Vois les fleurs d'un jardin; bien que différentes en raison de leur espèce, leurs formes et leurs couleurs, elles sont cependant rafraîchies par les ondées d'un même printemps, ravivées par les brises d'un même vent, revigorées par les rayons d'un même soleil, et leur diversité ajoute à leur charme et accroît leur beauté. Combien serait morne pour l'oeil un jardin où toutes les fleurs, plantes, feuilles, fruits, branches et arbres auraient la même forme et la même couleur ! La diversité des tons, des formes et des dimensions fait la richesse et la beauté du jardin dont ils rehaussent l'effet. De même, lorsque plusieurs modes de pensées, de tempéraments et de caractères seront réunis sous le pouvoir et l'influence d'un agent unique, la gloire et la beauté de la perfection humaine seront révélées et rendues manifestes. Seule la puissance céleste de la parole divine qui gouverne et transcende la réalité des choses est capable d'harmoniser les divergences de pensées, de sentiments, d'idées et de convictions des enfants des hommes. "
[Nota: 'Abdu'l-Bahá cited in Bahá'u'lláh and 'Abdu'l-Bahá , L'art divin de vivre: Selections from Writings of Bahá'u'lláh and 'Abdu'l-Bahá , pp. 109-110.]

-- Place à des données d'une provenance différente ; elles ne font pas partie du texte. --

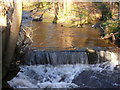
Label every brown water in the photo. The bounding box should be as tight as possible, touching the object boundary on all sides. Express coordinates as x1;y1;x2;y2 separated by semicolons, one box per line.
27;22;115;50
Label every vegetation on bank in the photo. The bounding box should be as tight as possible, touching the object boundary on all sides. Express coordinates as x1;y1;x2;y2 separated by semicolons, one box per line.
23;2;103;27
96;2;120;46
101;20;120;46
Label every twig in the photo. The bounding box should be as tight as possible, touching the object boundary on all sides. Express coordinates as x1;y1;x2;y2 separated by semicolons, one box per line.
101;32;119;42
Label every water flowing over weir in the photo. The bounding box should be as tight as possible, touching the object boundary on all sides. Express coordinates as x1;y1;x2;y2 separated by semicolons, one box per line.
25;50;88;65
24;48;120;65
7;11;120;88
8;50;120;88
9;47;119;88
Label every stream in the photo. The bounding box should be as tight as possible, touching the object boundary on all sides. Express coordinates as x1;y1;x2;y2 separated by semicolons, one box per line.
23;21;115;51
7;11;120;88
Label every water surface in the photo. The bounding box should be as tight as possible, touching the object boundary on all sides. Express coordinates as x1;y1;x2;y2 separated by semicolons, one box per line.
27;22;115;50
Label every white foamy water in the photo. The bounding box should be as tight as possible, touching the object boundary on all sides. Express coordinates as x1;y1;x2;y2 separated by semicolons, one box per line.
8;64;89;88
8;61;119;89
99;51;120;70
8;51;120;88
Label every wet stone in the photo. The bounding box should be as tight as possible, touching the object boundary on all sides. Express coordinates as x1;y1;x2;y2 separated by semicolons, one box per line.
72;70;120;88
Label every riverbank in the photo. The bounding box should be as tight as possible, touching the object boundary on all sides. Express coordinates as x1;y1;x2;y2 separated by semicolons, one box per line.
101;19;120;47
23;2;103;27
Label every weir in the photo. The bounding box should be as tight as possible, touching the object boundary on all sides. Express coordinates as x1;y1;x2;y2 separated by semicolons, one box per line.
8;48;120;88
24;48;120;65
7;10;120;88
21;22;120;66
21;20;119;66
0;0;120;89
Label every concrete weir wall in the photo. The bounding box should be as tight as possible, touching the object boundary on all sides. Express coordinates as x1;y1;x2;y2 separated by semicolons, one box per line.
24;48;120;65
0;27;2;89
1;0;22;80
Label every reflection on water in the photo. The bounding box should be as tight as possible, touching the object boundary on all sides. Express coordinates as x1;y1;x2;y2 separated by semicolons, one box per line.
27;22;115;50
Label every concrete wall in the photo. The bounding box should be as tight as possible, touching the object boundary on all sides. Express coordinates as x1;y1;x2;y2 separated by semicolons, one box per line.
0;27;2;90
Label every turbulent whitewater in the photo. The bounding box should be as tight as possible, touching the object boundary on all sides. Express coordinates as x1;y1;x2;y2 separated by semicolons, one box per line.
8;54;120;88
7;64;104;88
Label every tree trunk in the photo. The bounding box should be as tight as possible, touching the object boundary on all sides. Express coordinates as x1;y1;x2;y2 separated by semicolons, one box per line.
67;0;72;13
118;1;120;20
63;0;67;14
53;2;59;24
63;0;72;14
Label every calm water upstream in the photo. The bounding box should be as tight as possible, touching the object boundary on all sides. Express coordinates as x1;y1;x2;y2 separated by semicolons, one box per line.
25;21;115;50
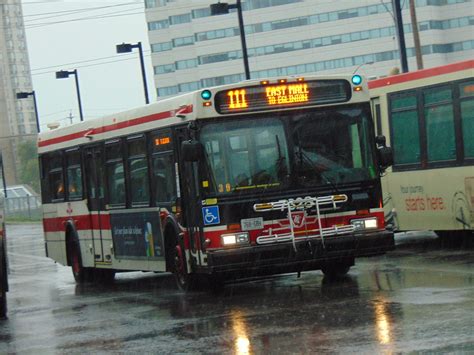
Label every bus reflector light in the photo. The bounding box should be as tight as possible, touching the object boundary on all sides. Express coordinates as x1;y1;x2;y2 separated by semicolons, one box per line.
201;90;212;100
297;77;305;82
279;79;287;84
353;86;363;92
203;102;212;107
254;203;273;211
352;74;362;85
260;80;269;85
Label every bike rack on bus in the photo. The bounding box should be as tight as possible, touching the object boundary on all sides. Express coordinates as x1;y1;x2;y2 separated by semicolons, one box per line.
253;194;355;251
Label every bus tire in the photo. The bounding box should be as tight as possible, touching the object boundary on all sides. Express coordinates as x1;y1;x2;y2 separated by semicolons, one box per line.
321;262;352;279
67;231;92;284
0;236;8;319
171;236;197;292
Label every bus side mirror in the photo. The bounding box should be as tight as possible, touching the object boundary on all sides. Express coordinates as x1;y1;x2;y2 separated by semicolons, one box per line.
378;146;393;169
181;140;202;162
375;135;393;169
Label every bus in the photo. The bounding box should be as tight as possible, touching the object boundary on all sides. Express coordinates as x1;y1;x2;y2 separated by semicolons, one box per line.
369;60;474;236
38;74;395;291
0;153;8;318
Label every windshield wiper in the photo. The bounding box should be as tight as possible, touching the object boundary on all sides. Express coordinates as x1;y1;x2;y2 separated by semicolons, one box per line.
295;148;341;194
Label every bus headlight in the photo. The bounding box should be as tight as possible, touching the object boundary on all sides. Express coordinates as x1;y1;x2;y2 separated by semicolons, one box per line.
221;232;249;247
351;217;378;230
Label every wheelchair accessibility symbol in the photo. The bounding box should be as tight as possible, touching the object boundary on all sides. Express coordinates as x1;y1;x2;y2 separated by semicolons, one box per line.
202;206;220;225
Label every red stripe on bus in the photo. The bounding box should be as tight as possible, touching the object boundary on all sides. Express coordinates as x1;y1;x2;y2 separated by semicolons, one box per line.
38;105;193;148
43;214;111;233
368;60;474;89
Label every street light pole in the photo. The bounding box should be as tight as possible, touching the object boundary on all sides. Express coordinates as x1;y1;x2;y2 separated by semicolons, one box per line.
392;0;409;73
116;42;150;104
72;70;84;122
16;91;40;133
211;1;250;80
55;69;84;122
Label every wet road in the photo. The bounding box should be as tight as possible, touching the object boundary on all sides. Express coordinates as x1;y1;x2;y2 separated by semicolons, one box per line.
0;224;473;354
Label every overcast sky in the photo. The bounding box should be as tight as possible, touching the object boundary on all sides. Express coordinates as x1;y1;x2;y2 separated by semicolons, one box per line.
22;0;153;130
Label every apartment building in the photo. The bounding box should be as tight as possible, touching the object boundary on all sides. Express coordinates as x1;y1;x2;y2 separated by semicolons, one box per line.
144;0;473;98
0;0;36;185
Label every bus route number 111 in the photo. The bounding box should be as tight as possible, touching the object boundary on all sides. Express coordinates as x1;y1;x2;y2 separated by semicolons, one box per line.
227;89;248;109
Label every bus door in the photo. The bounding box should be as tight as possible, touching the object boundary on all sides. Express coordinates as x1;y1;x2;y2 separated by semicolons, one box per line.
370;97;382;136
84;146;106;263
175;128;202;265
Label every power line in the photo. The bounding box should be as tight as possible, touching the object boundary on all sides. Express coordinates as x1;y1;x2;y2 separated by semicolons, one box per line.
25;10;145;29
23;2;139;18
31;53;153;76
30;49;151;74
25;5;144;24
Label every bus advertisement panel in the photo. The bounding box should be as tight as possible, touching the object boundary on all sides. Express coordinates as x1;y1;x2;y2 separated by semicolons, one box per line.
38;74;394;291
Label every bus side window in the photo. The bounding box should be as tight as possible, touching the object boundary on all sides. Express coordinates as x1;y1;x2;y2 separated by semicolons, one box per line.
40;155;50;203
153;153;176;204
389;92;421;166
66;150;83;200
105;141;126;207
128;137;150;207
48;152;64;202
459;80;474;159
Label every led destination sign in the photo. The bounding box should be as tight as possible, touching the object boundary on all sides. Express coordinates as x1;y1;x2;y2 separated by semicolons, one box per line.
215;79;351;114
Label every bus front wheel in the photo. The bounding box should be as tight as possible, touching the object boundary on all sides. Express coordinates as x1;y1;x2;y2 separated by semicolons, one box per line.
172;239;197;291
321;261;352;279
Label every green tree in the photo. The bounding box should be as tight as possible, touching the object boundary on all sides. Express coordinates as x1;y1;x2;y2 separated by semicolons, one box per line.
17;140;40;194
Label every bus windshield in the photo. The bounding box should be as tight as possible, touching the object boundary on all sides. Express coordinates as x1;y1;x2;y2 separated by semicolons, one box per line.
200;105;377;195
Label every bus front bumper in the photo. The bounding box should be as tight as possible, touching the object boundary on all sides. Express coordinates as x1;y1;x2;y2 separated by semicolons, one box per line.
204;230;394;277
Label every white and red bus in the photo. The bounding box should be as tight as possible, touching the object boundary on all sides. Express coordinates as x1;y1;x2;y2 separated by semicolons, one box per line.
38;74;394;290
0;154;8;318
369;60;474;237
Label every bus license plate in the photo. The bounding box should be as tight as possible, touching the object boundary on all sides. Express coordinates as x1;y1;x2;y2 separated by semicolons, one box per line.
241;217;264;231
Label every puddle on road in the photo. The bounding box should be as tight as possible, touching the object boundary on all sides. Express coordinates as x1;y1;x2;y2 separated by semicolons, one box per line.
390;287;470;305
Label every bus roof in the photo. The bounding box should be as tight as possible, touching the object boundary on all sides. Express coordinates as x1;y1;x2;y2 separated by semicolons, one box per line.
38;90;196;153
38;73;367;154
368;59;474;90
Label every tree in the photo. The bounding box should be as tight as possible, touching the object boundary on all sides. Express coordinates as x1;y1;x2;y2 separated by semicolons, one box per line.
17;140;40;194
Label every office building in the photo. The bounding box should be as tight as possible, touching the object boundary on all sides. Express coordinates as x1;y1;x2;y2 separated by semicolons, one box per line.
144;0;473;98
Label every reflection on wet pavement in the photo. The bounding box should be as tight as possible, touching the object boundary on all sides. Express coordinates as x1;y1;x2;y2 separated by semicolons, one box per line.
0;224;473;353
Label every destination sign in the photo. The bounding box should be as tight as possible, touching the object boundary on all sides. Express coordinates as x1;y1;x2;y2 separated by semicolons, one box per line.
215;79;351;114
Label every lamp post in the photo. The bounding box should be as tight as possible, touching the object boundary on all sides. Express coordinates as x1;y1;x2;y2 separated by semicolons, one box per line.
392;0;409;73
210;1;250;80
55;69;84;122
116;42;150;104
16;91;40;133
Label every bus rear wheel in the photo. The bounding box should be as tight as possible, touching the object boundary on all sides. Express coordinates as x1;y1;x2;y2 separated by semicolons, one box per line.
69;239;92;283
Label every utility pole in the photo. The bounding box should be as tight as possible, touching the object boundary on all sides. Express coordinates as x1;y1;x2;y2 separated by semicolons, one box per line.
392;0;409;73
409;0;424;70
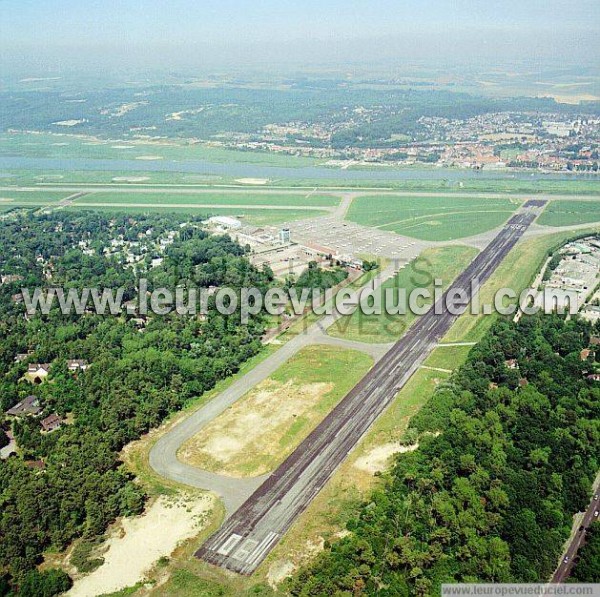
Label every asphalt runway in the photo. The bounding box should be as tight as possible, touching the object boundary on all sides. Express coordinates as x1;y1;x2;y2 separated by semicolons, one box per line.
197;203;545;575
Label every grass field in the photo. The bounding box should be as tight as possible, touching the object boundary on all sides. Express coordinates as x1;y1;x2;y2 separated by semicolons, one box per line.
72;190;339;207
0;190;70;204
0;132;320;168
327;245;479;343
1;164;599;197
423;344;474;371
64;205;325;226
0;169;235;186
537;200;600;227
178;345;373;477
346;195;521;240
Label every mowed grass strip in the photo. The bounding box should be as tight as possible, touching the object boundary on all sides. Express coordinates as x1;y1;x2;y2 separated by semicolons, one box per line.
423;344;474;371
537;200;600;227
327;245;479;343
64;204;325;226
74;191;339;207
0;190;71;204
346;195;521;241
178;345;373;478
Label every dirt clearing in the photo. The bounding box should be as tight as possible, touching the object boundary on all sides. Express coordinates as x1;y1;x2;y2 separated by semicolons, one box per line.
179;345;373;478
68;493;214;597
354;442;418;474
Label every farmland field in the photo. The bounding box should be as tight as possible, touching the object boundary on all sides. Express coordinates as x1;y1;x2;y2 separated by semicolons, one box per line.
327;245;479;343
346;195;521;240
71;191;339;207
537;200;600;227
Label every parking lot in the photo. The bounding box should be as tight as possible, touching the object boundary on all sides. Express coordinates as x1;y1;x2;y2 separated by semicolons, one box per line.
280;215;429;264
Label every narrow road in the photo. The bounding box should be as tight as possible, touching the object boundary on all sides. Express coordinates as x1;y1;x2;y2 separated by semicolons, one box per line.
333;193;354;219
552;475;600;583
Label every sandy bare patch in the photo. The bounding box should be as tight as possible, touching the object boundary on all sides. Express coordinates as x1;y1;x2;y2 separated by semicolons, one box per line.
166;107;208;121
267;535;325;588
354;442;418;474
108;102;149;118
180;378;334;477
135;155;164;161
112;176;150;183
235;178;270;185
68;493;214;597
267;560;296;589
53;119;86;127
0;198;15;203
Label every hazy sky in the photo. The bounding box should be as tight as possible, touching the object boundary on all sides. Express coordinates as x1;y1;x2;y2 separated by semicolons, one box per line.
1;0;598;73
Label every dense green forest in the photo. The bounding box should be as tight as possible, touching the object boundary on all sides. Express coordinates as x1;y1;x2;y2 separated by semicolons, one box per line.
0;211;274;594
569;522;600;582
290;314;600;595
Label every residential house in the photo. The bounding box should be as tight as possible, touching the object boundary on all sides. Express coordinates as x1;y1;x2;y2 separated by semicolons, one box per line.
25;460;45;470
27;363;50;383
67;360;89;373
6;395;42;417
131;317;147;329
40;414;62;433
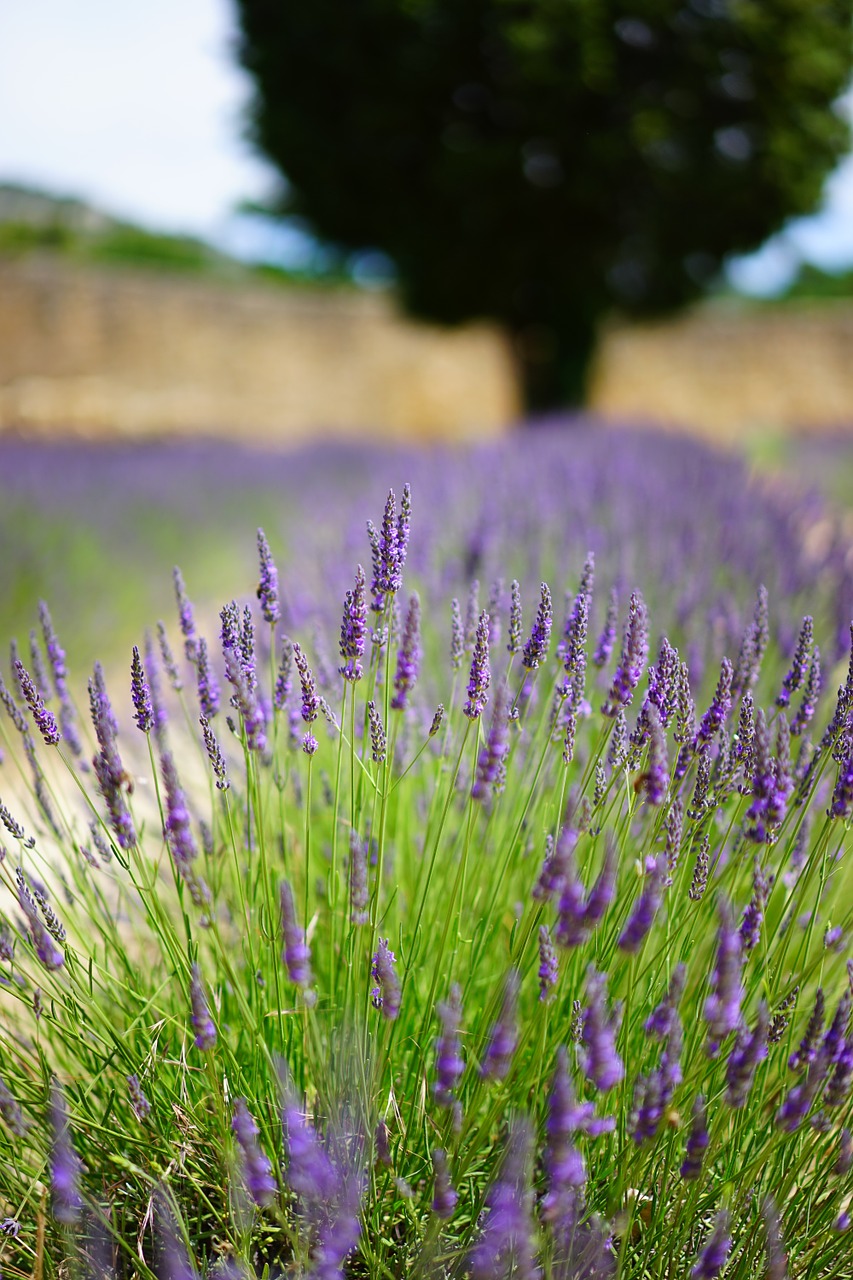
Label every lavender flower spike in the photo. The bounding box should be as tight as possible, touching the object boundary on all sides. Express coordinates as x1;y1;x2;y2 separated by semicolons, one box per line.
693;657;733;749
693;1211;732;1279
371;938;401;1019
467;1119;539;1280
680;1095;709;1180
292;642;319;723
14;659;60;745
189;964;217;1051
542;1047;587;1222
232;1097;277;1207
431;1148;457;1219
464;611;491;720
538;924;559;1002
256;528;281;625
130;645;153;733
391;592;421;710
521;582;552;671
339;565;367;682
725;1002;769;1108
704;899;744;1056
777;615;813;707
50;1085;83;1225
581;967;624;1092
617;854;666;953
434;984;465;1115
602;591;648;717
161;750;210;907
280;880;314;993
480;970;520;1081
173;566;198;662
195;637;220;720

L'établissement de l'unité mondiale et d'une civilisation planétaire représentant l'apogée du développement de l'humanité sur cette planète, représentent l'entrée de l'humanité dans l'âge de sa majorité, celui de la maturité de la race humaine. Shoghi Effendi exprima ainsi cette idée :
" La révélation de Bahá'u'lláh, dont la mission suprême n'est autre que la réalisation de cette unité organique et spirituelle de l'ensemble de toutes les nations, devrait être considérées, si nous sommes fidèles à ses implications, comme marquant par son avènement " l'entrée dans l'âge adulte de la race humaine tout entière ". Elle doit être considérée ... comme le signe de l'entrée dans la phase dernière et suprême de l'évolution prodigieuse de la vie collective de l'homme sur cette planète. L'émergence d'une communauté mondiale, la prise de conscience d'une citoyenneté mondiale, l'établissement d'une culture et d'une civilisation mondiale ... devraient être considérés, par leur nature même, en ce qui concerne cette vie terrestre, comme les plus lointaines limites qui puissent être atteintes dans l'organisation de la société humaine, bien que en tant qu'individu, l'homme, en conséquence même d'un tel achèvement poursuivra indéfiniment sa progression et son développement. "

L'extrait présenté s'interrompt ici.